The sheep flock, for the most part comprises, Texel/Mule ewes. Roger buys in a number of purebred Mules on a regular basis.
“We cross the Mules with a Texel tip,” Roger explained.
“All of the crossbred ewes are bred to Suffolk rams in order to produce high quality lambs with an inherent ability to make best use of grazed grass. All our ewe lambs are put to Charollais tips.”
The commitment of both Roger and Hilary to their sheep enterprise is fully reflected in the flock’s benchmarking figures. Last year, they achieved a staggering 1.89 lambs sold per ewe across the entire flock. This figure takes account of empty ewes and those lost during the year.
“Benchmarking is crucially important,” Hilary commented.
“Yes it allows us to compare our performance with other sheep producers. But, more importantly, it gives us the means by which we can monitor our own performance on a year to year basis.”
August is the month when the Bells’ flock is sheared. This schedule has been chosen to ensure that the ewes will not be overly covered with wool when housed in early January.
“It also ensures that they will have sufficient wool to keep the cold at bay, once they go back out into the fields post lambing in mid March,” Roger stressed.
“Our aim is to make best use of grass and forage throughout the year. We built a new sheep shed on the farm a couple of years ago. This is also used to rear turkeys for Moy Park. However, once Christmas is over the shed is cleaned out and the sheep brought in. Lambing last year commenced on March 18th.
“We scan the ewes at housing and divide them up into groups: those carrying singles; twins and triplets.
“In the initial weeks after housing the sheep receive silage only. However, as lambing gets closer we offer meal and silage courtesy of a TMR with specific feeds formulated for the specific groups. The house is laid out on a grid basis, which allows the feeding operation to be carried out in an efficient manner.
“Our feeding strategy is driven by a commitment to offer high quality forage and a concentrate that contains high quality protein and other constituents of a similar standard.
“We do not feed meals after lambing. The challenge then is to ensure that the ewes and lambs can meet their needs from grazed grass alone.
Roger takes two cuts of silage each year – May and July – which he can manage himself, courtesy of his own contracting business.
“Again, the aim is to cut at the most appropriate time, so as to maximise forage quality,” he said.
“Normally, we take a third cut, which is made into bales.”
From an animal health point of view, all the sheep on the farm are wormed and fluked regularly.
“We also follow all relevant vaccination programmes rigorously,” Hilary stressed.
“The sheep are foot bathed every time they are gathered with feet pared accordingly.”

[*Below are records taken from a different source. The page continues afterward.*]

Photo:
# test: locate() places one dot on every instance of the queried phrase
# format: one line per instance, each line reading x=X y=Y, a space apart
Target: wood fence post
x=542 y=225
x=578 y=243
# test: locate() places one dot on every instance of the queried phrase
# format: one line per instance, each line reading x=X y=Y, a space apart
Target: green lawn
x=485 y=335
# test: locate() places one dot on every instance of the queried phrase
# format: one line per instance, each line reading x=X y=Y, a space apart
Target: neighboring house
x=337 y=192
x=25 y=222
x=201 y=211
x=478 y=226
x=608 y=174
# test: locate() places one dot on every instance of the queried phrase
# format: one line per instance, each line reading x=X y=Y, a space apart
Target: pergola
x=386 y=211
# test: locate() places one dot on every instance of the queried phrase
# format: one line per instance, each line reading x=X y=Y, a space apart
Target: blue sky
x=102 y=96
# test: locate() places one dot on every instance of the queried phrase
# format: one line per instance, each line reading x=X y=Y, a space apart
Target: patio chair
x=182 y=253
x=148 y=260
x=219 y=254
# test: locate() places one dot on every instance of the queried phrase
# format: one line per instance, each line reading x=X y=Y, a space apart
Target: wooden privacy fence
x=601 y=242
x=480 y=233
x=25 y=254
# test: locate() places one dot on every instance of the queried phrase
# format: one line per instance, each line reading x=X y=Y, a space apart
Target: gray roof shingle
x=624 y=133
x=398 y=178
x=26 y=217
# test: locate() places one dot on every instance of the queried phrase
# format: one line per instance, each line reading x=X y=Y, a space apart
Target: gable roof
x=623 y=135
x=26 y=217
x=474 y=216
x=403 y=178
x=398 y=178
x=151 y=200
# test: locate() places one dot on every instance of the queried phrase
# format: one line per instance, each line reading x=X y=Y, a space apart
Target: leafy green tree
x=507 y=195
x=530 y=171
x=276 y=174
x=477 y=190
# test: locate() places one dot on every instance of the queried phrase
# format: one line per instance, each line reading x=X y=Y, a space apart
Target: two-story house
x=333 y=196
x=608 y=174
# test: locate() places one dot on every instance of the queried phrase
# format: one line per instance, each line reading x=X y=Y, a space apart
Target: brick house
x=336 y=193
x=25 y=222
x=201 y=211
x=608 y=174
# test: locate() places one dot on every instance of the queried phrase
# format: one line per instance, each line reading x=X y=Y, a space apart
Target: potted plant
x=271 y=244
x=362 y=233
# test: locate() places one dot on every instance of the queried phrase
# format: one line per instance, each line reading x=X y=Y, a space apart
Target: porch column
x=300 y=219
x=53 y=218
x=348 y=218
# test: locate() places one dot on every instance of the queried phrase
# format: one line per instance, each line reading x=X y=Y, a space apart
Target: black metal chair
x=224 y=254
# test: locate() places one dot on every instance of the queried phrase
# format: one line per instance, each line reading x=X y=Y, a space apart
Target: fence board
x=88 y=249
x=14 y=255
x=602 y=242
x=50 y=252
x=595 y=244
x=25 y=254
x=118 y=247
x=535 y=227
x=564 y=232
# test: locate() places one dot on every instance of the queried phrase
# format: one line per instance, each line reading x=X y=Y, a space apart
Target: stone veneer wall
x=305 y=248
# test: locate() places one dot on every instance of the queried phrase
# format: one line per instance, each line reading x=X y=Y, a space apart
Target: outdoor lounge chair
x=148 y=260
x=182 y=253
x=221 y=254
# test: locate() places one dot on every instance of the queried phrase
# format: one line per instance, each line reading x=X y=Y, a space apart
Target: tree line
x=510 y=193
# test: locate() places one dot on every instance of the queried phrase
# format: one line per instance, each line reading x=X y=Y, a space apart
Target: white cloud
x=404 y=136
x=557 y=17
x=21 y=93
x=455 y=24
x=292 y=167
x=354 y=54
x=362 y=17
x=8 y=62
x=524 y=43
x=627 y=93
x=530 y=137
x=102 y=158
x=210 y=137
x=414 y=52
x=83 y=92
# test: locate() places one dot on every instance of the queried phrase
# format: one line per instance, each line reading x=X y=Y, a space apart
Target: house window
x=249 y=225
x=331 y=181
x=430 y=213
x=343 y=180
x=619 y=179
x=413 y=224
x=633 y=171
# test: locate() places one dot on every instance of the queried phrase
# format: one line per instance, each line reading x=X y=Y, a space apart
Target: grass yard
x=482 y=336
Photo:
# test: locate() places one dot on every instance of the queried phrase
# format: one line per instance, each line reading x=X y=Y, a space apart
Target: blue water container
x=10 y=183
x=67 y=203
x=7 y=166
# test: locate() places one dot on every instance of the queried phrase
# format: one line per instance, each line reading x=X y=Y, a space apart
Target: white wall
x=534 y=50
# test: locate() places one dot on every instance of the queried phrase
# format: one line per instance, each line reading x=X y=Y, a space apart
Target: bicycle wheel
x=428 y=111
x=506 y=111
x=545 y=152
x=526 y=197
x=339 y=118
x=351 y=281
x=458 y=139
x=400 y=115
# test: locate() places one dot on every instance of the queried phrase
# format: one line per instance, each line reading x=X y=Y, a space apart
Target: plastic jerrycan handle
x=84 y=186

With Roger away a lot, courtesy of his contracting business, the sheep operation has been set up to allow Hilary get on with most of the day-to-day flock management jobs unaided. Significantly, the farm features an extensive network of roads and pathways with an excellent gating system providing easy access to every field.
“The yard has also been designed to allow me work with the sheep in a stress-free way. The use of a roll over crate is a tremendous asset in this regard,” she explained.
Both Roger and Hilary are committed to the increasing use of IT as a flock management tool. Already in use are several innovative identification and weighing systems, which they hope to build on for the future.